Всласть излить душу на бумажные листы дневника мне не дает затягивающий круговорот предпраздничной суеты, в который я ныряю с головой. Восемнадцатилетние − событие вселенского масштаба. Отсидеться не получится − чествуют дочь одного из 12 основателей Корпорации. В поместье Смирновых отовсюду льется интернациональная речь гостей, прибывших на торжество со всех частей света. Сквозь многоголосиие попеременно пищат радиосигналы диспетчера вертолетной площадки, дающие разрешения на посадку воздушным такси.
Специально для глобального празднества я наряжаюсь в струящееся до пола алое бархатное платье с глубоким вырезом на спине. Распущенные волнистые волосы я слегка подкалываю шпильками на затылке и закрепляю прическу лаком с блестками. К моему наряду как нельзя лучше подходит подарок Никиты − изящная бархотка старинной работы с мутно-белым лунным камнем, дрожащим, как капелька утренней росы.

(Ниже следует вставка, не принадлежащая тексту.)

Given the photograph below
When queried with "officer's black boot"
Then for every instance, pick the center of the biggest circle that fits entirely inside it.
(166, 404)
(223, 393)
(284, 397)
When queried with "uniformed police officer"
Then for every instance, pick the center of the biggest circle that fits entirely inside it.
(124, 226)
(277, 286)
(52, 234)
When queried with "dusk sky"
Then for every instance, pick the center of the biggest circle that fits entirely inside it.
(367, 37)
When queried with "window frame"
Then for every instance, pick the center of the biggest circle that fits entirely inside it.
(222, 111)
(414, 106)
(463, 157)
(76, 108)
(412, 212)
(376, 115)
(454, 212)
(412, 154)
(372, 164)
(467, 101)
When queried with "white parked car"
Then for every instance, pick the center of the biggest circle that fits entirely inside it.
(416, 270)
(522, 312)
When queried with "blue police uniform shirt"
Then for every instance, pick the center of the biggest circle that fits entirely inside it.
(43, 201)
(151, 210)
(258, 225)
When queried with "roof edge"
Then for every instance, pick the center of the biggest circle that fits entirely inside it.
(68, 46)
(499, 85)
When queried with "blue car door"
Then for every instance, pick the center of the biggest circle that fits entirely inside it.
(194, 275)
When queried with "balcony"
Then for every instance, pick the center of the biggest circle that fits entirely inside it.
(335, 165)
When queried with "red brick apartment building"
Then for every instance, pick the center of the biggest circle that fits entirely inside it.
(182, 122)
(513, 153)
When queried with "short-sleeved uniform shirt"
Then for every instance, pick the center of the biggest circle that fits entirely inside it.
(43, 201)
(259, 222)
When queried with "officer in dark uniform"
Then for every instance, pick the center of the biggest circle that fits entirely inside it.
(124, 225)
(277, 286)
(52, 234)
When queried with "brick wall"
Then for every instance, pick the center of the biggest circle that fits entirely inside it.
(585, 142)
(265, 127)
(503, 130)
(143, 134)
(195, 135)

Никита, когда дарил украшение, сказал мне: «Сестренка, фамильный амулет перешел к тебе по наследству. Папа подарил его маме на свадьбу. Береги его и никогда не снимай!»

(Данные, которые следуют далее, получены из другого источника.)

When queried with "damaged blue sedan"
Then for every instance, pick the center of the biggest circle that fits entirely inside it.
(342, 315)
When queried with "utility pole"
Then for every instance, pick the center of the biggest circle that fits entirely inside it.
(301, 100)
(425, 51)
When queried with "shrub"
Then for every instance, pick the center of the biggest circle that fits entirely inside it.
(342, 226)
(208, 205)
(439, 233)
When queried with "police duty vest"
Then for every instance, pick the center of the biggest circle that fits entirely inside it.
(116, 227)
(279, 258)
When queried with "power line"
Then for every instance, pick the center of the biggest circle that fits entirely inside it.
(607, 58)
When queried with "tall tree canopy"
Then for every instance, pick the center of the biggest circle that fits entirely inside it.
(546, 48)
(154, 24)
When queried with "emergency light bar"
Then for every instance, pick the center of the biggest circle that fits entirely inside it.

Для поднятия боевого духа Даша подходит ко мне с двумя бокалами престижного шампанского «Луи Редерер Кристаль». По случаю знаменательной даты мой поддерживающий русские традиции брат оформил заказ у французского винодельного дома Луи Редерер, считавшегося до революции официальным поставщиком вина ко двору российских императоров. По русским обычаям Даша желает мне здоровья и долголетия, закрепляя торжественный тост крепкими объятиями. Мои нервы окончательно скручиваются в рогалик, и я еле-еле сдерживаю зародившееся еще с утра бунтарское желание броситься в укрытие. Тонкость и наполненность купажа шампанского ударяет мне в голову, но даже легкий подогрев алкоголем бесполезен в напряженном состоянии. С каждым ударом мое сердце перемещается куда-то в область горла.

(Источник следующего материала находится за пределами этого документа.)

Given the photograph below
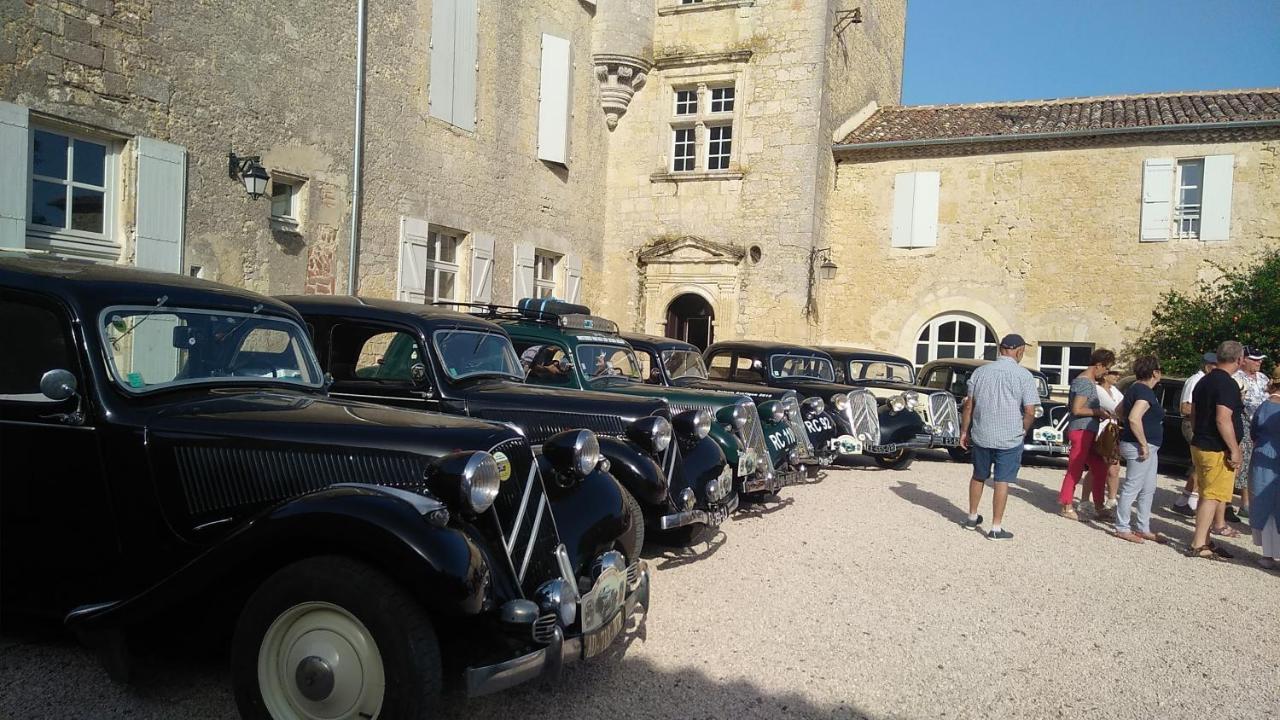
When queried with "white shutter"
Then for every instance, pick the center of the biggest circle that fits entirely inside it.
(572, 278)
(904, 212)
(481, 268)
(415, 244)
(522, 273)
(465, 41)
(161, 205)
(924, 210)
(1216, 197)
(443, 32)
(14, 146)
(1157, 199)
(553, 101)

Зал для торжеств очаровывает коктейлем из лучших духов, цветов, деликатесов и горячительных напитков. Неуловимые нотки свеженапечетанных банкнот обволакивают высокопоставленных джентльменов и упакованных в вечерние туалеты дам. Показной лоск «корпоративных» франтов меня не особенно волнует. В моей голове поселился второсортный квартет духовых, выдувающий заунывный мотивчик похоронного марша. Втайне я побаиваюсь форс-мажора. Загвоздка в том, что в подножках Злого Рока я углядела некую закономерность. На каждом напыщенном съезде богатеев из раза в раз одно и то же: грязные скандалы, разрывы идеальных браков, омерзительные предательства и изгнания, денежный кураж, выкашивающий алкоголем и наркотиками. Однажды я вообще стала невольным свидетелем самоубийства обанкротившегося промышленника. Он подставил дуло пистолета к виску и застрелился на глазах у всего честного народа, проклиная Корпорацию.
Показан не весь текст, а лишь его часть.